Fredric U. Dicker

Fredric U. Dicker

Metro

Cuomo won’t endorse Stringer out of fear of Spitzer

Who’s afraid of a city Comptroller Spitzer? The governor, that’s who.

Gov. Cuomo has remained publicly neutral in the race between Eliot Spitzer and Manhattan Borough President Scott Stringer because his own private polling data shows the hooker-loving former governor will likely win on Tuesday — and he fears retribution from the notoriously vindictive “steamroller,” insiders told The Post.
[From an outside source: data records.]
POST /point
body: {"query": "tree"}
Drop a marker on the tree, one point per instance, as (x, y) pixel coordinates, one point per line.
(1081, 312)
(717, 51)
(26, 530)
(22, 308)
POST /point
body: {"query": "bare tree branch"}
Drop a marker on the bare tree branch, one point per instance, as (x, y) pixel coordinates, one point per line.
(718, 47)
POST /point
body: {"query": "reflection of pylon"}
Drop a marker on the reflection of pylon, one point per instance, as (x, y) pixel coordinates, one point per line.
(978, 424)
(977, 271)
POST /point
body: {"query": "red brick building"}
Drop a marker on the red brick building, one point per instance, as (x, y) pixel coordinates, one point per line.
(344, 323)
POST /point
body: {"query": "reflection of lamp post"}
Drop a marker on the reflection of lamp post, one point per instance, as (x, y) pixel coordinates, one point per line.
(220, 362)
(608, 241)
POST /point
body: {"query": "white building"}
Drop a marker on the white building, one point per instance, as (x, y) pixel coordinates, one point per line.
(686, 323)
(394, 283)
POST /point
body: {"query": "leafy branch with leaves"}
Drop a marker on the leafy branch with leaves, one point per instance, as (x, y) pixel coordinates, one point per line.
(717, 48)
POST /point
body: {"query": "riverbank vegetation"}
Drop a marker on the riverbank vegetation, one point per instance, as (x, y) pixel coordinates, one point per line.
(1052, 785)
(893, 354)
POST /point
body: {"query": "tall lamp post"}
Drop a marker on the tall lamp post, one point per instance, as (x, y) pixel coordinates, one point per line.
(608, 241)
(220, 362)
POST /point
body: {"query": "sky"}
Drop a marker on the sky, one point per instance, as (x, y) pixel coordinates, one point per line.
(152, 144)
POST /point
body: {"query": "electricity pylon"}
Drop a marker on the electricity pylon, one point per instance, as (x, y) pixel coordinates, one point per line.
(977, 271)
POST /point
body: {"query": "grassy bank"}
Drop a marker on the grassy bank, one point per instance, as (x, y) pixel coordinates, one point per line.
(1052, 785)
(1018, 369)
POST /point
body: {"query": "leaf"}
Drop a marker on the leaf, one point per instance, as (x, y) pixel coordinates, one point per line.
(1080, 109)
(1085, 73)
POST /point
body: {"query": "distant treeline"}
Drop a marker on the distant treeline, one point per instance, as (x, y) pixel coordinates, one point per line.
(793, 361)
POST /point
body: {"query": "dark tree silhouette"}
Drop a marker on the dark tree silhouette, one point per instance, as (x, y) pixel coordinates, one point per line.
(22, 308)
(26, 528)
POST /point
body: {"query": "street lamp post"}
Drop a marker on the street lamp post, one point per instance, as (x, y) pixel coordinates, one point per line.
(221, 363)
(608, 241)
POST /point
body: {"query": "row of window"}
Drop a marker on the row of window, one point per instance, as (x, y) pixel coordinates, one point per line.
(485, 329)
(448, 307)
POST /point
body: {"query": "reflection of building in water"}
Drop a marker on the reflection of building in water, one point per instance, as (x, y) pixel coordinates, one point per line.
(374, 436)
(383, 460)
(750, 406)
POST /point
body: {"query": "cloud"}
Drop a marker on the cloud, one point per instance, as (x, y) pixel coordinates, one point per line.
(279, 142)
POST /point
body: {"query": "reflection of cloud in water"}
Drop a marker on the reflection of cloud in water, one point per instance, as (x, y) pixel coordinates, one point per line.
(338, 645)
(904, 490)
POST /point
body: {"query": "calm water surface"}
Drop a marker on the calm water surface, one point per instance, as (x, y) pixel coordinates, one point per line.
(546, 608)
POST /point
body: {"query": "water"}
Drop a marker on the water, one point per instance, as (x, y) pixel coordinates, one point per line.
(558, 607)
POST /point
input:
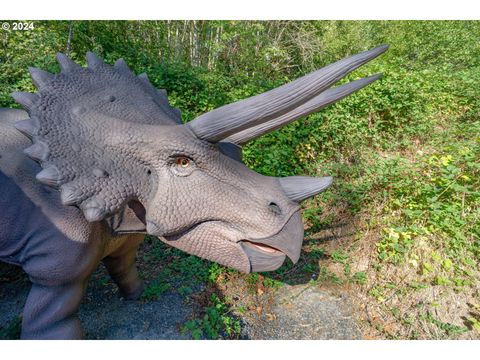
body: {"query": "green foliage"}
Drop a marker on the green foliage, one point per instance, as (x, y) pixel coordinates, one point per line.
(404, 151)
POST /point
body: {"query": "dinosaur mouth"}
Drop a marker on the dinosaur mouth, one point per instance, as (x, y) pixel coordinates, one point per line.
(269, 253)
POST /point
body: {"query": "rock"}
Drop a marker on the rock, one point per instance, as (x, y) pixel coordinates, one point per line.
(303, 312)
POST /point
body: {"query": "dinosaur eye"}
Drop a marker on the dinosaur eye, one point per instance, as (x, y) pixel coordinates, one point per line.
(183, 162)
(181, 165)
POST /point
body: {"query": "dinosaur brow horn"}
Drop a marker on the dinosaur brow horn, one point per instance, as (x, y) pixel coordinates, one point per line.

“The governor didn’t feel his endorsement would turn the tide for Stringer and felt that the danger in further angering Spitzer wasn’t worth the risk,” said a Cuomo administration source.

Cuomo, who often employs his own polling firm to gauge public sentiment, was told that Spitzer — whom he privately opposes as a likely “disaster’’ for the city and state — was leading Stringer by “the high single digits.”

Sources close to Cuomo say he fears the notoriously aggressive and egocentric Spitzer would use the position of comptroller to settle old political scores with the governor, second-guess the new mayor, and wage a public-relations war against Wall Street, the single greatest source of revenue to the state.

Some even think Spitzer, a former attorney general, might launch a Democratic primary challenge next year against current AG Eric Schnei­der­man.

The governor’s claim last week that he was remaining neutral in both the mayoral and comptroller primaries because of a “general rule” of not endorsing appeared laughable to many — because he made it out to Buffalo to endorse Mayor Byron Brown in the Democratic primary there.

While upstate, the governor also rejected Mayor Bloomberg’s comment that Bill de Blasio was running a racially charged campaign in New York City and spoke glowingly of the public advocate’s multiracial family.

What’s more, last year Democrat Cuomo even backed two incumbent Republican senators who faced tough electoral challenges because they backed his measure legalizing same-sex marriages.

And even as Cuomo backed Brown, he refused to endorse Syracuse Mayor Stephanie Miner in her Democratic primary — despite having picked her as co-chair of the state party.

Unlike Brown, Miner has been critical of some of the governor’s fiscal policies.

“The only uniform policy that Cuomo has on endorsements is ‘what’s good for him,’ ” said a prominent Democratic consultant.
A top Cuomo aide appeared over the weekend to endorse his wife’s “thanking” of Bloomberg for having “just elected Bill de Blasio as mayor’’ by claiming in a newly published interview that de Blasio was running a “racist” campaign.
State Operations Director Howard Glaser, a close Cuomo friend, retweeted those comments by his wife, lobbyist Karen Hinton, but when asked if he agreed with them, he said sarcastically,

“I would respond, but my dog just peed on the floor and I have to clean it up.”